Unnerved, she managed to drag her gaze from his. It was then she saw it. A bright red stain on the shoulder of his shirt.

"You've been shot!"

He shrugged, feeling the tug of sensitive flesh as he did so. "It's nothing."

"Don't be so ridiculously macho." Always feeling more at ease when she was in charge of a situation, Noel placed her hands on her satin-clad hips. "Take off your shirt."

Wolfe smirked to keep her from seeing that the concern he sensed beneath her feminine determination made him uncomfortable. "I like a lady who takes the direct approach." He unbuttoned the shirt and tossed it onto a nearby stump. "Want me to get rid of the pants, too?"

If it weren't for that flinch of pain he'd tried so hard to conceal, Noel would have hated him for behaving so crudely. It also took all her concentration not to be distracted by the hard copper wall of his chest.

"That won't be necessary," she answered mildly. The blood had dried into a brown crust, making it impossible to see what she was dealing with. Taking the canteen, she began pouring water over the wound.

"You waste too much of that and you're going to get real thirsty, real soon," Wolfe said, thinking of the vast miles of high desert they'd cross before reaching sanctuary.

"Surely we can get more from the river," she said calmly. "Besides, I need to see what type of wound we're dealing with."
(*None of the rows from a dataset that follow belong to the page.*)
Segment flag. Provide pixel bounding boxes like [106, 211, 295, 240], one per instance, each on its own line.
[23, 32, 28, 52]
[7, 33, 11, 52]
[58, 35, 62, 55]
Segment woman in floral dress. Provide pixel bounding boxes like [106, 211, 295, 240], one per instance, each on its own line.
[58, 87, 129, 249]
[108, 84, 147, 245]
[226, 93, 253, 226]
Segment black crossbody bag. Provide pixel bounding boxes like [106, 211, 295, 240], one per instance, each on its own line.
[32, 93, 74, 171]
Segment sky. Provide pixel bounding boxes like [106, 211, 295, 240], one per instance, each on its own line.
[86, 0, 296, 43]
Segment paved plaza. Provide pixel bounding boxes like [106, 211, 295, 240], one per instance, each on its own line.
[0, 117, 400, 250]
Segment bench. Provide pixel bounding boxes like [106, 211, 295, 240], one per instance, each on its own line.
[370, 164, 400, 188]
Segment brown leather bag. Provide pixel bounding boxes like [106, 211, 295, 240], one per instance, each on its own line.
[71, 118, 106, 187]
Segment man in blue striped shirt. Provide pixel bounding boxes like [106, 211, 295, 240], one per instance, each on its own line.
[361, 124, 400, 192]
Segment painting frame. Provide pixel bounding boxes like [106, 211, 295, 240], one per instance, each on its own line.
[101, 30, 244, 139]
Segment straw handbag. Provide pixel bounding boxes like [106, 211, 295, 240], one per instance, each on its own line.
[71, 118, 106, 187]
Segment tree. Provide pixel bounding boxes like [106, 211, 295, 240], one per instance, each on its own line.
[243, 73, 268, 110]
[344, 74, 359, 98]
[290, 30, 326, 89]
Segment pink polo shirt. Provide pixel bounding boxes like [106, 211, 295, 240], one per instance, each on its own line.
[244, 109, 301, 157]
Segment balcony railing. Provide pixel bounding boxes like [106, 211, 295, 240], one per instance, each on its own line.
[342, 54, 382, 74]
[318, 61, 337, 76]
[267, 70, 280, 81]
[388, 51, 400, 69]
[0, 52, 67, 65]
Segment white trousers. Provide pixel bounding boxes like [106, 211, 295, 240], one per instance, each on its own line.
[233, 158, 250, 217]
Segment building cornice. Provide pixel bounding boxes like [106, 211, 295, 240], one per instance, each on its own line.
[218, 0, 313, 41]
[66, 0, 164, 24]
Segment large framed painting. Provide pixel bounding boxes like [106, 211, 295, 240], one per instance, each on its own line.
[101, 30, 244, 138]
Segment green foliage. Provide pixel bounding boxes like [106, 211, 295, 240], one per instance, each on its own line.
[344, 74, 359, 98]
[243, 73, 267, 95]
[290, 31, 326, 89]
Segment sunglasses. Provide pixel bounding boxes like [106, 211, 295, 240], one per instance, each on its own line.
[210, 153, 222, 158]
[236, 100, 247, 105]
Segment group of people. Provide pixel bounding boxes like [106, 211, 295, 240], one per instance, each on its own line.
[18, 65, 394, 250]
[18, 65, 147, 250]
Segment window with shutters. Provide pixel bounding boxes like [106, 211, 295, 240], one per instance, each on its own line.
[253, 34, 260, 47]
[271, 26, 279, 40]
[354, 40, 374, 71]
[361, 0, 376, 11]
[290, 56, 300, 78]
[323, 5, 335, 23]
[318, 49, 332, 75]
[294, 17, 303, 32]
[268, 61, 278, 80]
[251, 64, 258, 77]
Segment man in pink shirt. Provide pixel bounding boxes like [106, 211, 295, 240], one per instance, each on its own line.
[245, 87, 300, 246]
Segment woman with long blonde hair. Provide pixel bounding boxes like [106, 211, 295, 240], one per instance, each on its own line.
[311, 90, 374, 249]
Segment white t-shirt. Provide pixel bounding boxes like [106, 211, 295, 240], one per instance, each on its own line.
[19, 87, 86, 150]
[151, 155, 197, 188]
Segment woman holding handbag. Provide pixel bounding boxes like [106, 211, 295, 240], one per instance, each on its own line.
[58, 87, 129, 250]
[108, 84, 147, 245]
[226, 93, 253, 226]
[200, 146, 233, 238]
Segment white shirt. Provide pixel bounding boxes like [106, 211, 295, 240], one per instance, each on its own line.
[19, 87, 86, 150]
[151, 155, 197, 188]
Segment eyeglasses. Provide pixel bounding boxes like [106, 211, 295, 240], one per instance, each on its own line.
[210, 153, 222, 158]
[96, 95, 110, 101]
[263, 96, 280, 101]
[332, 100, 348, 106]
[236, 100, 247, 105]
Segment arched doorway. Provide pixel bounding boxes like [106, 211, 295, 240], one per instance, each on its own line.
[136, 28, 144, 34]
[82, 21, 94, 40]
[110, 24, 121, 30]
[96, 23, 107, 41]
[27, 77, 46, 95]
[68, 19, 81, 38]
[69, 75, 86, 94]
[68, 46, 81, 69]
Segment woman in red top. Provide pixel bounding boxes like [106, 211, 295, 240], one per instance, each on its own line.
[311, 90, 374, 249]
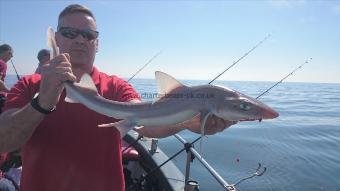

"Have a lot of experience with bullet wounds, do you?" Wolfe wouldn't have been surprised if there'd been a few shots exchanged by drunken cowhands on a Saturday night over such a woman.

"Not that much… All right," she admitted, intimidated by his unblinking, steady stare. "None at all. But I've taken Red Cross training."

When that only earned an arched, questioning eyebrow, she elaborated. "First aid. It's a basic level of healing."

She began breathing easier when she was able to see the wound more clearly. "The bullet seems to have only grazed the flesh."

He glanced uncaringly at the furrow that had been carved through his skin. He'd had worse. Much, much worse.

"I told you it was nothing."

"True. But if you'd been wrong, you would have missed the opportunity to say I told you so. Because you would have been dead."

"Everyone dies. Sooner or later."

"True. But personally, I'd prefer later." She was about to hand him back his shirt, when she gasped at the sight of the raised flesh running down the front of his forearm. "What's that?"

He glanced down at the thick bands of scar tissue he'd forgotten about. "A little souvenir from a youthful tussle with a bear."

"A bear?"

He saw the horror move in waves across her face and realized that she was seeing him not as the writer of all those popular western books, but as a primitive, violent savage.

"We had a dispute over territory."

"Who won?"

"If I'd lost, I wouldn't be standing here with you today." He'd killed the mean-tempered bear, but it had cost him months of recuperation. That he'd managed to do so with only a knife had gained him a measure of fame among the Dineh, but that meant little to him now. During his thirty-some winters on this earth, he had seen far worse things than a bear claw.

She glanced around, more concerned about the idea of wild animals than of the posse that was undoubtedly after them. "Do you think there might be bears around here?"

"Might well be." He shrugged. "Probably some wolves, too. But don't worry, sweetheart, I'll keep them from eating you up."

Her strange day had been an unsettling experience. Noel was exhausted. And sore. Not being in the best of moods, the careless endearment rankled. "My name is not sweetheart. It's Noel."

He shrugged. "Whatever you want."

It was his experience that fancy women tended to change names about as often as they changed towns. This time next month she'd probably be Sassy Sally. Or Diamond Doll.

Although, now that he thought about it, she'd chosen well. The name, bringing up thoughts of sleigh bells, crystal snowflakes and the rich mulled wine he'd been introduced to in London, definitely fit.

Her nerves stretched. Tangled. Twisted into painful knots.

That familiar look she'd seen in his eyes—upstairs in the Road to Ruin—returned. His harsh lips quirked in a faint, almost self-mocking smile as he caught her chin between his fingers.